Organizers presented Google with a list of five demands, mostly around improving the current process for reporting and disclosing incidents of sexual harassment and discrimination, including ending forced arbitration in such cases. Employees also asked for a chief diversity officer to be promoted to report directly to CEO Sundar Pichai and the addition of an employee representative to the company’s board of directors.

The protest comes at a time of growing frustration — not just with Google, but with unchecked sexual harassment and discrimination in the workplace on a national level, employees say.

“I feel like I’m leading young boys and girls to slaughter — why would you want to go into tech if it’s like this?” said one Googler in Mountain View who works on an Android app that aims to get children interested in tech.

In the walkouts at Google offices around the world, employees shared personal examples of sexual harassment they’ve faced at Google, and what they felt were inadequate responses. One woman who spoke onstage at the main campus said a fellow colleague attempted to sexually assault her at a company offsite, after allegedly tampering with her drink. She said that after she reported the incident, she was told by the human resources department to keep quiet and continue working with the accused teammate.

“For every story in the New York Times, there are thousands more, at every level of the company. Most have not been told,” wrote the walkout’s organizers in a written statement. “Reassuring PR won’t cut it: We need transparency, accountability, and structural change.”

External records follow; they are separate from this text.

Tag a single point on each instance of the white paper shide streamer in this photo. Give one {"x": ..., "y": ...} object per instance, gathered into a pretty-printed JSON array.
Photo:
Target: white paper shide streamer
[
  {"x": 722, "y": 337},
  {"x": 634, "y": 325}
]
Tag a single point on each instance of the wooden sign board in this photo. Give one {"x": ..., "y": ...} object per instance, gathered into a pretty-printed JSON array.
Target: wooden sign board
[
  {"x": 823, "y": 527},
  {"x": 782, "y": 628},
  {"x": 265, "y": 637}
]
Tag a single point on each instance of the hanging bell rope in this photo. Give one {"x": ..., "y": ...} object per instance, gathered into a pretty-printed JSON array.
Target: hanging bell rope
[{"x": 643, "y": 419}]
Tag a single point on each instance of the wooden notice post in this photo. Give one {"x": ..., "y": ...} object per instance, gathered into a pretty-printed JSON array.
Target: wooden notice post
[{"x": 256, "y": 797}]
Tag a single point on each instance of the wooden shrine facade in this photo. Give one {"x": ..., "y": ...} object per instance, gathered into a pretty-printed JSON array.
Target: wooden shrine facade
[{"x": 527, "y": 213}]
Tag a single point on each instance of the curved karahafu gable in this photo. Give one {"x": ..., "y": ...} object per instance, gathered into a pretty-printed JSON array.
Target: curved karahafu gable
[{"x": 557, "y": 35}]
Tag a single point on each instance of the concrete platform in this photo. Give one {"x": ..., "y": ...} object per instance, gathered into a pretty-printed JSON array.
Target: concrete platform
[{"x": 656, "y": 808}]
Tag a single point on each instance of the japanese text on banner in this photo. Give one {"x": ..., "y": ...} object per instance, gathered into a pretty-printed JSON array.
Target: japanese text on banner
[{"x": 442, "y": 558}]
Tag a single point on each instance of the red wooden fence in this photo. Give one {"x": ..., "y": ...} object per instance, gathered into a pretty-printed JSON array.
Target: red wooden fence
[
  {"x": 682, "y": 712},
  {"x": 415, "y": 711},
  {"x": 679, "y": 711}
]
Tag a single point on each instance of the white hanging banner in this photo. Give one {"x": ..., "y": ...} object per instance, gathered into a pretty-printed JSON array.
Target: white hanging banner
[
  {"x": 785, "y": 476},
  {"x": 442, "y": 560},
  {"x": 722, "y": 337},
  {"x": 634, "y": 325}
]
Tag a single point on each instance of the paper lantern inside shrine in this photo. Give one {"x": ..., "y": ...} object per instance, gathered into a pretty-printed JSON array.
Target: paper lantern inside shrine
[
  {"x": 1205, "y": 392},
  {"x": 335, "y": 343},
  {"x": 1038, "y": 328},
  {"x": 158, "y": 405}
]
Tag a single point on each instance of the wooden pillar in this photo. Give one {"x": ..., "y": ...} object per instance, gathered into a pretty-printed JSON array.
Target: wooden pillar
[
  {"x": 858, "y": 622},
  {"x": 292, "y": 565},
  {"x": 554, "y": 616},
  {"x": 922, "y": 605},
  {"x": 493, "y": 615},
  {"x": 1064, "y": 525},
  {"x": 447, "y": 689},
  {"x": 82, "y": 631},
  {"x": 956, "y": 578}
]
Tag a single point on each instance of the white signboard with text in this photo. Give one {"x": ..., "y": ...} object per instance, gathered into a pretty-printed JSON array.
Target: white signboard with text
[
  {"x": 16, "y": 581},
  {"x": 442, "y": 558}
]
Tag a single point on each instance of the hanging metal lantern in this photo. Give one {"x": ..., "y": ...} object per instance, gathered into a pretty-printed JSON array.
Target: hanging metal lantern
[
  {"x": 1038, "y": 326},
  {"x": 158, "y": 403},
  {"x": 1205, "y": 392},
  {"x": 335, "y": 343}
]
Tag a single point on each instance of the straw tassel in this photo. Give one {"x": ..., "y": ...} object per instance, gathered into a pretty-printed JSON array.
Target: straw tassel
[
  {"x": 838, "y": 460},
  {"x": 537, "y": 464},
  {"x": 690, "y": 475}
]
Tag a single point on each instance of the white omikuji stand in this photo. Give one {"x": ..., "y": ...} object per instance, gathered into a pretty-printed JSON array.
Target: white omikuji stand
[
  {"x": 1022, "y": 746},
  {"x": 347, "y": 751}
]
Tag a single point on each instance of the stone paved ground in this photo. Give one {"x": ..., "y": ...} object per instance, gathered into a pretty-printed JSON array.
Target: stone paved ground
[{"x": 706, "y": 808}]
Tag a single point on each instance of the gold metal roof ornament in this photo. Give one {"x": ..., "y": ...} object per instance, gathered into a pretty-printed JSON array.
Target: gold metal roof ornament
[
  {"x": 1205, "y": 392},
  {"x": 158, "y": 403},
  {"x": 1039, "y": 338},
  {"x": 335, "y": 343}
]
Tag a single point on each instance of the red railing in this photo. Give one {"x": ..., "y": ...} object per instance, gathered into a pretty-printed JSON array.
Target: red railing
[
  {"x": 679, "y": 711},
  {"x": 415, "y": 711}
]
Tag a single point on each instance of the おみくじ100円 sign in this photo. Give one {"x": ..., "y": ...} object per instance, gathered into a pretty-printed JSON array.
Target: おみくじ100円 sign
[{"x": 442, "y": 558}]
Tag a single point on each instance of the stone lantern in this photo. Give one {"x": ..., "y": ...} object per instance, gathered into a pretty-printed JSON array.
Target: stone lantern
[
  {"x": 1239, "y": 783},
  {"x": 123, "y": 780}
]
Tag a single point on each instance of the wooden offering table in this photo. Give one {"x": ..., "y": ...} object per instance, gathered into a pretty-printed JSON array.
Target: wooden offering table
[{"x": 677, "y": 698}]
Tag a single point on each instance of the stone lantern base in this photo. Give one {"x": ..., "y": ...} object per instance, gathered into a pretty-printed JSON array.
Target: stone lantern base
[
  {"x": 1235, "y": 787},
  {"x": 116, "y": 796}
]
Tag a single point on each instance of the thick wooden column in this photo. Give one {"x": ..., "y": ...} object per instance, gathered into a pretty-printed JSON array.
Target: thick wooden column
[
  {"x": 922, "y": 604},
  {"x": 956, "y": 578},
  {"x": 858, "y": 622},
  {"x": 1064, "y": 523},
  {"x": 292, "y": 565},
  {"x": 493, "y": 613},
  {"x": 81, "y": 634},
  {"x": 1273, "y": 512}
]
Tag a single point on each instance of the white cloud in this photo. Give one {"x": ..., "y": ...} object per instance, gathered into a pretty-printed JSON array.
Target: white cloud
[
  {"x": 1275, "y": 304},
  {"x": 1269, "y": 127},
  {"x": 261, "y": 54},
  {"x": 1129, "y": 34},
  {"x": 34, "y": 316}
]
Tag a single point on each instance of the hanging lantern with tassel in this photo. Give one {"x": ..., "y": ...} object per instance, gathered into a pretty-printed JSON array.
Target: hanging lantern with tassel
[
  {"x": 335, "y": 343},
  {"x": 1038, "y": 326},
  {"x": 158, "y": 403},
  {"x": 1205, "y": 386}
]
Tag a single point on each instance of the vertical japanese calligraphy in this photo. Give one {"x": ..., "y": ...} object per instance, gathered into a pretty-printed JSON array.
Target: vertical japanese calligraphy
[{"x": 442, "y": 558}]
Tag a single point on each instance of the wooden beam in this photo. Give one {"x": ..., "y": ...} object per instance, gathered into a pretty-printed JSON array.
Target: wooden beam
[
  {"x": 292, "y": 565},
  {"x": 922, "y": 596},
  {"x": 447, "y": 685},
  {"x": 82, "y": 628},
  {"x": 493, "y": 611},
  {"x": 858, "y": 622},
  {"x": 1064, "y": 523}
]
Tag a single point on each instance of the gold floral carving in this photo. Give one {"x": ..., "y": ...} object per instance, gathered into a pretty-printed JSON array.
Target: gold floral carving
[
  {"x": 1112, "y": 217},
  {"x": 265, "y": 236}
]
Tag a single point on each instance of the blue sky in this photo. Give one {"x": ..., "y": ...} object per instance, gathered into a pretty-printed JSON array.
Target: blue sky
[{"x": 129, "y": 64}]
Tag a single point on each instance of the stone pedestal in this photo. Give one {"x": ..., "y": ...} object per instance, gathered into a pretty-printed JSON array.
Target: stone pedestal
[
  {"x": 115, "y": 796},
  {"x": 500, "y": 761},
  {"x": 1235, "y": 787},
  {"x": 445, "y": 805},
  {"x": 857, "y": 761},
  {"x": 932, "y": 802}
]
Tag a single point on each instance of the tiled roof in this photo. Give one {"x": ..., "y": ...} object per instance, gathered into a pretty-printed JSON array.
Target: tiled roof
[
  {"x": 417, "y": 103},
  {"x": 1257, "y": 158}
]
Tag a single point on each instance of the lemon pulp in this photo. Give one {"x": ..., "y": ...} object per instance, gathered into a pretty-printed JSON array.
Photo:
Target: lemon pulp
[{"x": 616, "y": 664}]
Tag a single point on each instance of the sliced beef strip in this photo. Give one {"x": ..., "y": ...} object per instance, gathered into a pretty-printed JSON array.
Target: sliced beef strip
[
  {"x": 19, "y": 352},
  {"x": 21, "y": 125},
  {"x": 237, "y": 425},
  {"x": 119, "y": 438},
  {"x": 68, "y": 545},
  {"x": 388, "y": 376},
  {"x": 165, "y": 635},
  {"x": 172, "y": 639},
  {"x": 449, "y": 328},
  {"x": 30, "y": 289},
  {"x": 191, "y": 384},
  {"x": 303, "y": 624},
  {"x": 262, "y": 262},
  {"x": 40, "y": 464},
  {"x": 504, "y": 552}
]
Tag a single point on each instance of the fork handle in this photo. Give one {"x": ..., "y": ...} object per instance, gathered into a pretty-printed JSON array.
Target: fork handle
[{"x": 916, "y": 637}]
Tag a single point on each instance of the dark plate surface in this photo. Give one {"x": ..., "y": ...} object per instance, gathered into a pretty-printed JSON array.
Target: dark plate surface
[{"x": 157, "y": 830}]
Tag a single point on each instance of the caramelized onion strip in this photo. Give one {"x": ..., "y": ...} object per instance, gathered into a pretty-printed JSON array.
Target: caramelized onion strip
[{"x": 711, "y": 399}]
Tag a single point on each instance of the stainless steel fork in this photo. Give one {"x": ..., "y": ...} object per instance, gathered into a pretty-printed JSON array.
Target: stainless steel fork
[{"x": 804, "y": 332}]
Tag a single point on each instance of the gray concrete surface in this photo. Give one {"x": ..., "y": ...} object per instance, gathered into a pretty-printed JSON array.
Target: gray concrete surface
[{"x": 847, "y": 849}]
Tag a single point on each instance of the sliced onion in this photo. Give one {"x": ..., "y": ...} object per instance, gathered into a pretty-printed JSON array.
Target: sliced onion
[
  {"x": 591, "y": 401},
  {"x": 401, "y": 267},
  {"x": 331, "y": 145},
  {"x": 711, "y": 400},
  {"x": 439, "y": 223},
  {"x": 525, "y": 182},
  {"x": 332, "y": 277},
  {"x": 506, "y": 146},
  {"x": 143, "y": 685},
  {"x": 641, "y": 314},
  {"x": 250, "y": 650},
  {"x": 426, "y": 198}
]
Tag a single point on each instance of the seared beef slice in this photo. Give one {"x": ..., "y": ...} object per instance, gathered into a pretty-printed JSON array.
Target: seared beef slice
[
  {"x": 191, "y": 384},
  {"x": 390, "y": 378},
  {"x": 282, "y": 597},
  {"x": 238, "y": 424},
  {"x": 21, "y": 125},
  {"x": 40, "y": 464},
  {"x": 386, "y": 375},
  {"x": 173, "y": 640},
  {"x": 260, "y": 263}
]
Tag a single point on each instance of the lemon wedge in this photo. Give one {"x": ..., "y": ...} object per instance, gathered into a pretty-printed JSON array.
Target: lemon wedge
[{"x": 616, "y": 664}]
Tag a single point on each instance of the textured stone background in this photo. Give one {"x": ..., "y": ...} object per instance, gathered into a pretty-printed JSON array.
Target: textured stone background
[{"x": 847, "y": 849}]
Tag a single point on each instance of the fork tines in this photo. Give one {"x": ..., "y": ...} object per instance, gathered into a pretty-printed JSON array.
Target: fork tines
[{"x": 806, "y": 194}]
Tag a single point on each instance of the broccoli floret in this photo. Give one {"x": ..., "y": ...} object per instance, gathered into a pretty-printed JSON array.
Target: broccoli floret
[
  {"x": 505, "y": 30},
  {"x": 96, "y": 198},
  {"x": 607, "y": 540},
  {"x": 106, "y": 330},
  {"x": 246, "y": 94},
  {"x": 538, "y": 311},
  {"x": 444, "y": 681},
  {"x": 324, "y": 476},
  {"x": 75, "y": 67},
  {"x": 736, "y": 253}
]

Google CEO Pichai — whose initial response to the Times article was criticized by many employees as not being strong enough — has supported the protests in a memo to employees and in statements to the press. In a conversation with the New York Times Dealbook today, Pichai agreed to one of the protesters’ demands to increase transparency around sexual assault. The company declined to say if it would be meeting any of the other specific demands.

“Employees have raised constructive ideas for how we can improve our policies and our processes going forward. We are taking in all their feedback so we can turn these ideas into action,” Pichai wrote in an emailed statement to Recode.

Organizing efforts first started when an employee, unsatisfied with management’s initial response to the Times report in an all-hands meeting last week, posted an idea for the walkout on an internal employee message board. The post quickly went viral within the company, with hundreds of employees joining in the discussion.

“The complete and utter failure of leadership not just at Google but across the whole country is why workers are so fed up and taking action,” one Google employee, who asked to remain anonymous, told Recode. “It’s thrilling and so inspiring, and it proves that we have strength and power when we come together.”

The Google protest demonstrates how tech workers — historically a relatively disorganized labor group — are banding together to make demands of how big tech companies should more ethically operate their businesses. Earlier this year, Google declined to renew its contract with the Pentagon to build military AI after receiving strong backlash from its own engineers. Project Dragonfly, another controversial initiative to build a censored form of Google search in China, was also met with criticism — in August more than 1,000 employees signed a letter calling for greater transparency about the project.

If Google enacts the protesters’ demands, specifically eliminating forced arbitration for harassment and discrimination cases, it could set a precedent for other major companies to do the same — allowing greater transparency around incidents of workplace harassment and assault. Uber already gave in to mounting political pressure to allow riders, drivers and employees to take such matters to court.

Last week, GoogleX director Rich DeVaul resigned — he had been accused of sexual harassment by a young female Google interviewee in the Times article — reportedly without a severance package.

“Just the threat of us walking out was enough for the company to remove DeVaul from the payroll,” another employee said. “That proves we have power.”